W3C home > Mailing lists > Public > public-html@w3.org > May 2009

Re: XMLLiteral handling in RDFa in HTML

From: Ian Hickson <ian@hixie.ch>
Date: Wed, 27 May 2009 18:12:47 +0000 (UTC)
To: Manu Sporny +ADw-msporny+AEA-digitalbazaar.com+AD4
Cc: Toby Inkster +ADw-tai+AEA-g5n.co.uk+AD4, RDFa mailing list +ADw-public-rdf-in-xhtml-tf+AEA-w3.org+AD4, HTMLWG WG +ADw-public-html+AEA-w3.org+AD4
Message-ID: <Pine.LNX.4.62.0905271807470.10857@hixie.dreamhostps.com>
On Tue, 26 May 2009, Manu Sporny wrote:
> 
> I don't believe that there is any such thing as an malformed XMLLiteral 
> in HTML5... is there?

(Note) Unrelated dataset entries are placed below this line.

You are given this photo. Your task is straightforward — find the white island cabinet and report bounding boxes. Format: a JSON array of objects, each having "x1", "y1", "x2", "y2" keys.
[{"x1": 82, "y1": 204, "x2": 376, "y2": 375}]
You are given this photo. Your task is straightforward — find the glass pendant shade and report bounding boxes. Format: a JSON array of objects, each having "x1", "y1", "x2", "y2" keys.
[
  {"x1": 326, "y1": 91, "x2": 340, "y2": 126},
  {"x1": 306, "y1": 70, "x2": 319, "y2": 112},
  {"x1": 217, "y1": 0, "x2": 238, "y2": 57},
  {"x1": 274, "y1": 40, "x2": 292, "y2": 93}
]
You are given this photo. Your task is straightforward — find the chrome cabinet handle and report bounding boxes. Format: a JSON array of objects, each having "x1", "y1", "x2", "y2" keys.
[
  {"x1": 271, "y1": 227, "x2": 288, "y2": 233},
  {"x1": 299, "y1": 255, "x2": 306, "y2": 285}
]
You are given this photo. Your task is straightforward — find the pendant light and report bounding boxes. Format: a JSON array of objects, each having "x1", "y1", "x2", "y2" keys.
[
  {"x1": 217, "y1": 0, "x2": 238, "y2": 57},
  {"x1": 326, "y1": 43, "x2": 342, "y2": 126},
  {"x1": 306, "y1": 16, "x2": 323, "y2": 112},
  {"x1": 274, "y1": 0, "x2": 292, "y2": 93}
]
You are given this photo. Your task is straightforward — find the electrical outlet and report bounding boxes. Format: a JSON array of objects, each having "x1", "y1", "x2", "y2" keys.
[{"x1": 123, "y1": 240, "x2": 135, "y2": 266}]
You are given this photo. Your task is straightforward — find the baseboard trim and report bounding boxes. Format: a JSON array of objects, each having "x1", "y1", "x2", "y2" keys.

Can anybody think of an example of an invalid 
> XMLLiteral in an html5 parser?

If you're asking if an HTML5 parser can generate a DOM that cannot be 
serialised as XML, the answer is yes, there are a number of ways to do 
this. The easiest way is for the text/html source to have an element or 
attribute with a colon in it, as in:

   <html foo:bar>

Another possibility is a comment with two consecutive dashes:

   <!-- -- -->

Another example would be a form feed character (U+000C). For example, if 
a plain text RFC is parsed as text/html, the resulting DOM would contain 
U+000C characters that cannot be converted to XML.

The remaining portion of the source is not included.